STEP FIVE – provide other unique and specific comments to your use type and your experiences. Below are suggested comment topics.
- This Forest is home to the largest intact Wilderness area in the lower 48 states. This Forest has enough Wilderness already. I oppose any new Wilderness in the Forest, and I oppose any recommended Wilderness areas in the Forest. I support an area designation of Primitive Motorized, or use of special management areas, in order to preserve historical motorized uses in areas with some Wilderness qualities in order to preserve the status quo.
- Any recommended Wilderness area should not be managed as Wilderness. Historic motorized uses and activities pre-existing RWA designation should be restored and allowed until Congress directs otherwise.
Summer OHV Use
- We need more motorized recreation areas in the Forest. The DEIS itself states there is a need for increased opportunities for motorized recreation in the front country and in the backcountry, during summer and winter seasons. Data suggests that more than one-half of the recreational use of the NPC is related to motorized recreation. See Table 2, Chapter 3, DEIS (showing data for NPC visits as 37.9 percent for driving for pleasure, 7.2 percent for motorized trail use, 5.2 percent for OHV use, 2.6 percent for OSV use and 0.5 percent for other motorized uses). With such tremendous motorized use, and the fact that motorized sport activity is increasing every year as populations age, increased opportunities are needed to avoid congestion.
- I encourage the Forest to avoid road and trail decommissioning at every opportunity. I understand resource issues may sometimes present a problem for OHV routes. But destroying a route is the least preferred action. Consideration to repair, improvement or reconstruction should be the first priority, followed by exploring opportunities for route relocation. Local clubs and users, like myself, are more than willing to help with these activities to keep routes open.
- It is important to me and my recreation experience that a motorized trail exist from Elk City to Florence, and then to the Payette NF, and the section of trail identified by the GEM connecting Smith Ridge to adjacent Idaho State lands, which are each part of a larger system. The Elk City to Florence trail would most likely cross Johns Creek, which needs an ROS setting that allows for the construction of this trail. The Smith Ridge connector needs an ROS setting enabling its construction. This objective would be a great addition to the GEM system and the vision of OHV enthusiasts to develop an OHV route running the length of Idaho from north to south.
- I support a standard or objective of the Forest providing that when motorized road/trail opportunity is lost, the lost opportunity will be mitigated by the addition of new opportunity in other areas within the Forest.

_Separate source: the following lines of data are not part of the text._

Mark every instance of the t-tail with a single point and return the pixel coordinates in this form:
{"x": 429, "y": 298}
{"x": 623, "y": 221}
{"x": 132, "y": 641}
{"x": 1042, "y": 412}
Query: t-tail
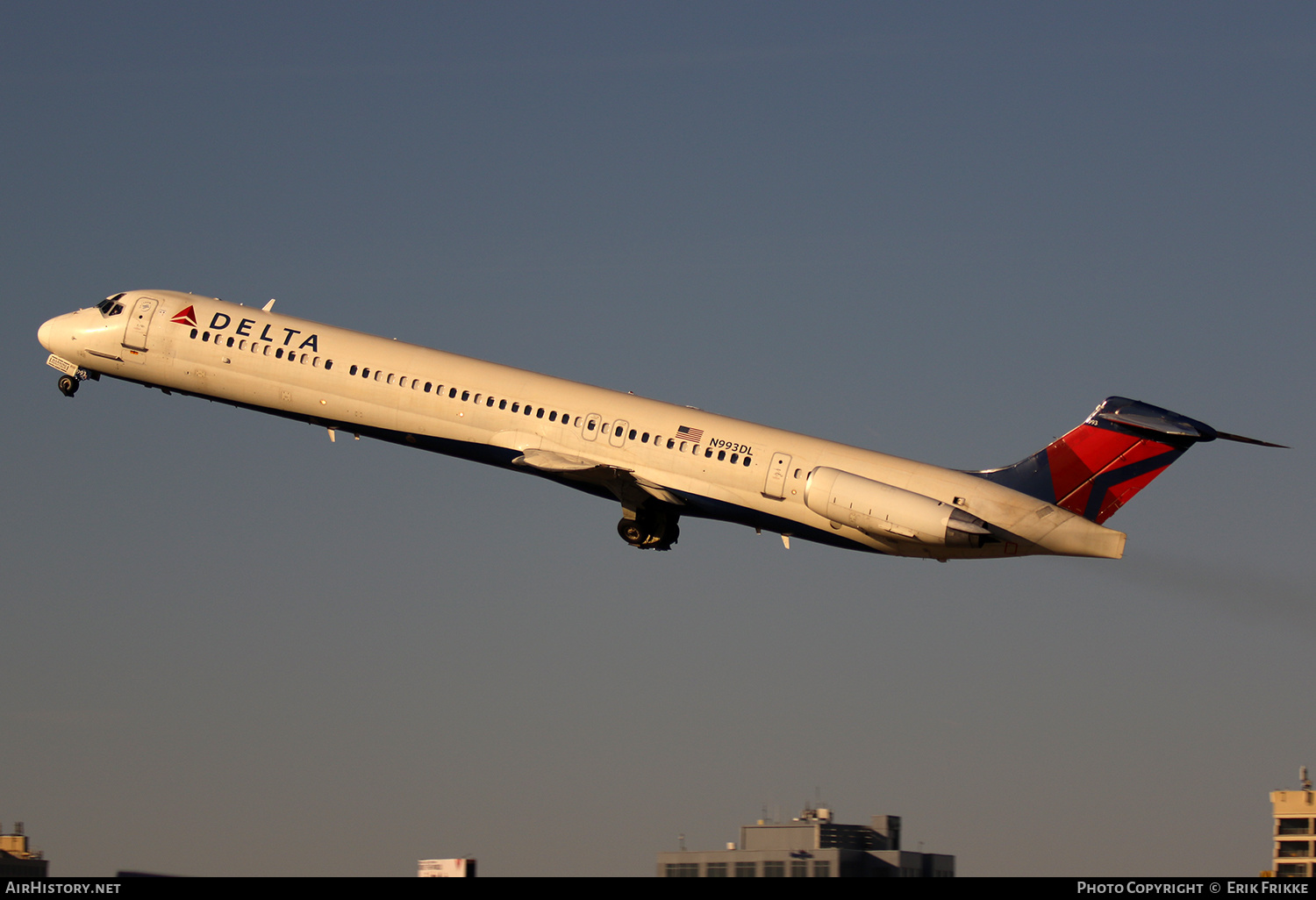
{"x": 1115, "y": 453}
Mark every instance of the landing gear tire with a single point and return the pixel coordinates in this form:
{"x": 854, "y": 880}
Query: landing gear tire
{"x": 654, "y": 531}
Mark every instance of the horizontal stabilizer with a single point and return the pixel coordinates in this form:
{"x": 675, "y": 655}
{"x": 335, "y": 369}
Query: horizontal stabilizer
{"x": 1115, "y": 453}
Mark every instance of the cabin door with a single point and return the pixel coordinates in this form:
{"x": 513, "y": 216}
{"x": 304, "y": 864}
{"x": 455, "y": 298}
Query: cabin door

- The DEIS totally ignores the tremendous growth among UTV sport recreation. The Forest should recognize for, and plan for, increasing UTV use by making an objective to increase low-level maintained roads and trails that will accommodate UTVs wider than 50 inches and other high clearance off-road vehicles.
- I encourage the Forest to develop an objective to provide that opportunities be increased for OHV travel by OHVs greater than 50 inches in width—so called UTVs, SOHVs and Jeeps/4WD vehicles. Too many trails are being limited to motorcycles or ATVs less than 50 inches in width, forcing other OHV users to operate on full-size auto roads. These OHV users need trail opportunities.
- The Meadow Creek areas, both east and west, present unique and special opportunities for single-track, motorcycle riders. Motorcycle trails in this area exceed 100 miles. Please preserve this unique and special motorized opportunities by excluding the meadow creek area from RWA. It lacks suitability for this purpose.
- The Anderson Butte ATV trail in the West Meadow Creek area should remain open to OHVs of 50 inches or less.
- The Pot Mountain and Rawhide areas are much enjoyed by, and easily accessible to, motorcycles. Please preserve this use.
- If any Wild & Scenic River designation occurs on a river segment where OHV trails parallel or cross the river, those historic uses should be preserved and protected. Designation of Wild & Scenic ought to not be used as a means to close motorized routes, or to bisect them in such a way as to destroy their usefulness and value. Valuable river corridors can be preserved and protected while still maintain historic motorized uses that have apparently been ongoing, yet still making the area suitable for WSR selection.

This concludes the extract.